Since it was established in 2016, the Tax Avoidance Taskforce has contributed to the ATO, collecting more than $10 billion in additional tax from public and multinational businesses, helping lock in future tax compliance.
Since the task force began, numerous taxpayers have publicly acknowledged settling disputes with the ATO, including Apple, BHP, Chevron, Facebook, Google, and Microsoft.
“The impact of the task force at the top end of town has been significant and has made a significant contribution to revenue in Australia.
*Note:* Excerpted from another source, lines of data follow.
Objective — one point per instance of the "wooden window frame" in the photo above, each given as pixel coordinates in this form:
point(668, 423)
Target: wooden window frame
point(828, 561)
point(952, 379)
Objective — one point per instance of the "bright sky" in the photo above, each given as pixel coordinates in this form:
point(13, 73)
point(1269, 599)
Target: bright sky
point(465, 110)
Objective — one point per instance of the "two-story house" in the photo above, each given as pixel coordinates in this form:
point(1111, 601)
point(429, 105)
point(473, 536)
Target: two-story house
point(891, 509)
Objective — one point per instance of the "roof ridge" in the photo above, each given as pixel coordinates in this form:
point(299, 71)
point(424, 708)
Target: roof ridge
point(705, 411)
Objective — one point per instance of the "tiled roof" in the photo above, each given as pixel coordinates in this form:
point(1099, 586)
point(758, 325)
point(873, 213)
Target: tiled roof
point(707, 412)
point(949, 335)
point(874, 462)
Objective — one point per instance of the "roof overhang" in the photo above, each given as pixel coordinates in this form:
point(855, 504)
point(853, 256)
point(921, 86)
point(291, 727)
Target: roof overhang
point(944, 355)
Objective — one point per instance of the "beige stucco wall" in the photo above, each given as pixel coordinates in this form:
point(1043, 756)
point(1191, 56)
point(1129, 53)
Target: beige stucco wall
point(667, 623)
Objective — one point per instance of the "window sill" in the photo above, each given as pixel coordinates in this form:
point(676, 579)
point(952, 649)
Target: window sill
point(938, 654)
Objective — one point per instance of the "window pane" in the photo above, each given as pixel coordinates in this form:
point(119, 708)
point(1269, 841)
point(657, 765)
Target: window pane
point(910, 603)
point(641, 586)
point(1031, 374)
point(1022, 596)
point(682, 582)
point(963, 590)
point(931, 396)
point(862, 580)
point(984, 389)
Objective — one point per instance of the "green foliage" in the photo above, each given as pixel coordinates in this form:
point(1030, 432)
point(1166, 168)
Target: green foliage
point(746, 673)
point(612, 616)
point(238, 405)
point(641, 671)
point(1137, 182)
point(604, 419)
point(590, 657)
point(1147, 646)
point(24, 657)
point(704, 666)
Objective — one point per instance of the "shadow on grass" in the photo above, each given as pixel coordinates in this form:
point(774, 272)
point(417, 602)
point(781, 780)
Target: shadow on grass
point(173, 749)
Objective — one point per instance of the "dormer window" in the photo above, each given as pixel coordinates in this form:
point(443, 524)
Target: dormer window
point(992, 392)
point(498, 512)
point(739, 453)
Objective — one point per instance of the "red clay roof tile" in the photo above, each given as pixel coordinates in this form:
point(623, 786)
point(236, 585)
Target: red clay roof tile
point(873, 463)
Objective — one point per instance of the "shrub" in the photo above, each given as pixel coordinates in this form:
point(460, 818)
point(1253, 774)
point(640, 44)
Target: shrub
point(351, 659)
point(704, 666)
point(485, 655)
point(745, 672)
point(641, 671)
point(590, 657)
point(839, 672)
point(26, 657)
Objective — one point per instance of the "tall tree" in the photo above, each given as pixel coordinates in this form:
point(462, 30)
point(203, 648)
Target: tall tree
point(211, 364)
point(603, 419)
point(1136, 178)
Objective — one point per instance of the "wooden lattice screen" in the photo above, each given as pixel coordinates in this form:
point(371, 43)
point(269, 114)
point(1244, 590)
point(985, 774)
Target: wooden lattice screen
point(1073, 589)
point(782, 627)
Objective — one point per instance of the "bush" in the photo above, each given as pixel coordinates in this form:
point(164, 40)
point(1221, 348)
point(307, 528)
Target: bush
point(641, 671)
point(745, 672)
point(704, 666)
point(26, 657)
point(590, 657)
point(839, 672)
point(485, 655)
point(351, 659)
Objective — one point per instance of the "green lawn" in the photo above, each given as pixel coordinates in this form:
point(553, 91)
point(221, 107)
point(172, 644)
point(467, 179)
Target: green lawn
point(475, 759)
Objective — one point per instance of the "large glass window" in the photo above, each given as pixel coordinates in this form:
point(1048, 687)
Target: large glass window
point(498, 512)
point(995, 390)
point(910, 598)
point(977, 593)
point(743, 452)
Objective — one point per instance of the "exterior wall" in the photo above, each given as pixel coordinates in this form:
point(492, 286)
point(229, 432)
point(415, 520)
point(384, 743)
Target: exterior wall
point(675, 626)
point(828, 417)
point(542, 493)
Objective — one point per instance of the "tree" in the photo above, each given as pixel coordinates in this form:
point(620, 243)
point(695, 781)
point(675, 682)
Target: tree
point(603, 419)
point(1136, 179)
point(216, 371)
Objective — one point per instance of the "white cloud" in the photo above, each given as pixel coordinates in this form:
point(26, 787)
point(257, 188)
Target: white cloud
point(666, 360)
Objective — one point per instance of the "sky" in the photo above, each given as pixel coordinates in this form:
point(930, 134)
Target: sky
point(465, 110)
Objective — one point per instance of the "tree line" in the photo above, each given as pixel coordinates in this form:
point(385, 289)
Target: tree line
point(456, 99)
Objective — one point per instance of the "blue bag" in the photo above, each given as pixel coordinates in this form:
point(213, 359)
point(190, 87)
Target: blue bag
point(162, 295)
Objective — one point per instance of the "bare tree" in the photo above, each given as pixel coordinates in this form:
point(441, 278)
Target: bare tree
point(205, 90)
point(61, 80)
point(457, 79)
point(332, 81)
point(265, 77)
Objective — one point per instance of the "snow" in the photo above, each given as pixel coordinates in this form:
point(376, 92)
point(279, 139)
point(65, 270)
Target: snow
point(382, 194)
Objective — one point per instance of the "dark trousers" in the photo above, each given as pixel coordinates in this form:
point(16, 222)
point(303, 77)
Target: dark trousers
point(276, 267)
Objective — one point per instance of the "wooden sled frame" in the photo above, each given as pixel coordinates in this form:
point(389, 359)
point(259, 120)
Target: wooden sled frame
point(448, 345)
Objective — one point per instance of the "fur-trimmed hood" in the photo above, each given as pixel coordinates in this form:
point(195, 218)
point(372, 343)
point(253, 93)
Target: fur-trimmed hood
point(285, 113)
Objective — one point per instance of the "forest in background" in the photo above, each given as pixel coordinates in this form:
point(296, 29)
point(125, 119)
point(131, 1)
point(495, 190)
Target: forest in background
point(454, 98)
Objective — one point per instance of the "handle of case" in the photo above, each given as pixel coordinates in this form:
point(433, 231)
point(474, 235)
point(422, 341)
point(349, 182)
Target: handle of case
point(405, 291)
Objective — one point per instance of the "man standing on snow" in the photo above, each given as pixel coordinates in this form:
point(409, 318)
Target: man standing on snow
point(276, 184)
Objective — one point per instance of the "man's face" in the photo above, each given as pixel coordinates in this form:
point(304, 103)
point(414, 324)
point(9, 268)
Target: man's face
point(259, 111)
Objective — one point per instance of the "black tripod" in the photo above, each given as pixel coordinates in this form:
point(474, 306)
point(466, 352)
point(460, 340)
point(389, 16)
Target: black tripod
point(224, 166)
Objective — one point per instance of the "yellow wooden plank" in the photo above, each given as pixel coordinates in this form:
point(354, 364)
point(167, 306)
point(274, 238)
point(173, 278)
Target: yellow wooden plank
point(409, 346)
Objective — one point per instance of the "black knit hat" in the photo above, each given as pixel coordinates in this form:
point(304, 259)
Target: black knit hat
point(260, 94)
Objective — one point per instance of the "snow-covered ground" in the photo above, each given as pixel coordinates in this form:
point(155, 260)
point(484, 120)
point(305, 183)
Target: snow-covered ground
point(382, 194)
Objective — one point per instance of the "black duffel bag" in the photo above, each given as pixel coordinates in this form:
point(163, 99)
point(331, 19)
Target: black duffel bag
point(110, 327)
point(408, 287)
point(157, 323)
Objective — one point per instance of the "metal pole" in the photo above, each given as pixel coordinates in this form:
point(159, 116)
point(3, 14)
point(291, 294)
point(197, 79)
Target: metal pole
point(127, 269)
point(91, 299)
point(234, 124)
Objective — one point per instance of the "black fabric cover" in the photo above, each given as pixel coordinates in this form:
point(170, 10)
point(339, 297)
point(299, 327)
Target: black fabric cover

In some cases, revenues taxable in Australia have increased three to five times,” Ms Saint said.
At a time of worldwide supply chain pressure, Mr Farrell warned against government intervention, saying the private sector should be left to deal with freight challenges hurting businesses around the world.
This week, Health Department officials estimated COVID-19’s total costs at $32.6 billion.
Companies including Aspen Medical, Multigate Medical Products and Med-Con were among the biggest winners on contracts for PPE.
“This allows all of us to focus on our core business”: ResMed chief executive Mick Farrell.
That figure covers Medicare spending, medicines, aged care, hospitals, medical research and vaccine contracts. More than $8 billion has been spent on vaccine deals with Pfizer, AstraZeneca, Moderna, and Novavax.
Provisions for booster shots and COVID-19 treatments are included in the spending.